The data presented comes from questionnaires examining the attitudes of Shetland children aged 13 to 16 towards the dialect, as well as their reported use of it; 344 were collected in 1983 and 484 in 2010. This represents the majority of children between those ages in Shetland, as classes in most of the Shetland schools were targeted. In the years between the first attitudinal study and the second, Shetland’s situation has changed considerably; both socially: the discovery of oil in the North Sea and the construction of the Sullom Voe oil terminal brought an influx of outsiders to the island, and linguistically: younger speakers have been found to use the dialect less than previous generations (Melchers and Sundkvist 2010, Smith and Durham 2011).
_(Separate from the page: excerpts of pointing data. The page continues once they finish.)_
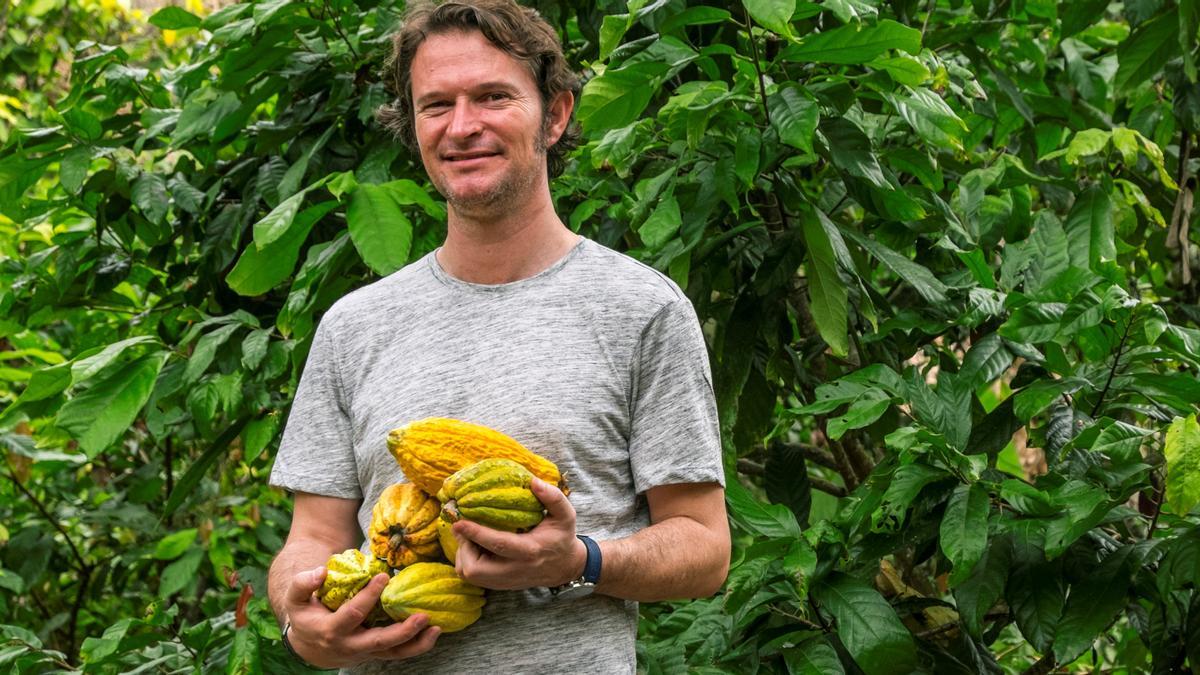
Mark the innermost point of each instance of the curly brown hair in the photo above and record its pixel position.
(519, 31)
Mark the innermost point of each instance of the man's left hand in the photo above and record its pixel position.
(547, 555)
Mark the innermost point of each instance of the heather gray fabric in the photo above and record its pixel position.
(597, 363)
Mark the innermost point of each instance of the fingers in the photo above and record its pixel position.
(556, 502)
(389, 638)
(358, 608)
(304, 585)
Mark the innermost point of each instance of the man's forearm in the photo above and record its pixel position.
(297, 556)
(675, 559)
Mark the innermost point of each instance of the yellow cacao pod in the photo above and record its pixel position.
(433, 589)
(493, 493)
(431, 449)
(405, 526)
(445, 537)
(348, 572)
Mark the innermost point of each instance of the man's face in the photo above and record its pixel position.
(478, 118)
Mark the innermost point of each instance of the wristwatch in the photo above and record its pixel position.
(586, 583)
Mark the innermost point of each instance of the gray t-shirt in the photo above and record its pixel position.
(597, 363)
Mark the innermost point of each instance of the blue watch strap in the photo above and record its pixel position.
(592, 567)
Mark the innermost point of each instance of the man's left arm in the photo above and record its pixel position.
(684, 553)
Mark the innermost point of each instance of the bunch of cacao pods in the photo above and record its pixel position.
(455, 470)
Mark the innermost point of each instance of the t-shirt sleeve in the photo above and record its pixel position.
(317, 452)
(675, 435)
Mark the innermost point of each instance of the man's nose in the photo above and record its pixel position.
(465, 120)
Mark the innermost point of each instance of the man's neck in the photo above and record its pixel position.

The possible affect of incomers to the island is clear from the results of the two studies. The attitudinal data considers not merely children whose parents were also born on Shetland, but any child in the classes studied. In 2010 there is a higher proportion of children born and being raised in Shetland but with parents born off the islands than in 1983 (14% vs. 4%), while the rates of children born off the islands and with no familial ties to Shetland has stayed nearly the same (10-11%). These Shetland-born but not Shetland origin children have very different attitudes in 2010 than in 1983 and this combined with their higher numbers is one possible explanation for why fewer young speakers use the dialect.
The attitudinal data is also revealing in terms of reported dialect use: as expected, it is clear that in some contexts the dialect is no longer considered an option, but new questions about social media (e-mail, text and facebook) show that the dialect is still used frequently in some contexts even by children without familial ties to Shetland. The attitudinal results thus help us gain a better picture of the dialect shift which is currently underway in Shetland and allow us to better understand how the two may be linked.
References
Melchers, G. and Sundkvist, P. 2010. Shetland and Orkney. In Schreier, D., P. Trudgill, E. W. Schneider, and J. P. Williams (eds.) The Lesser-Known Varieties of English. Cambridge: Cambridge University Press, 17–34.
Smith, J. and Durham, M. 2011. A tipping point in dialect obsolescence? Change across the generations in Lerwick, Shetland. Journal of Sociolinguistics 15 (2), 197-225.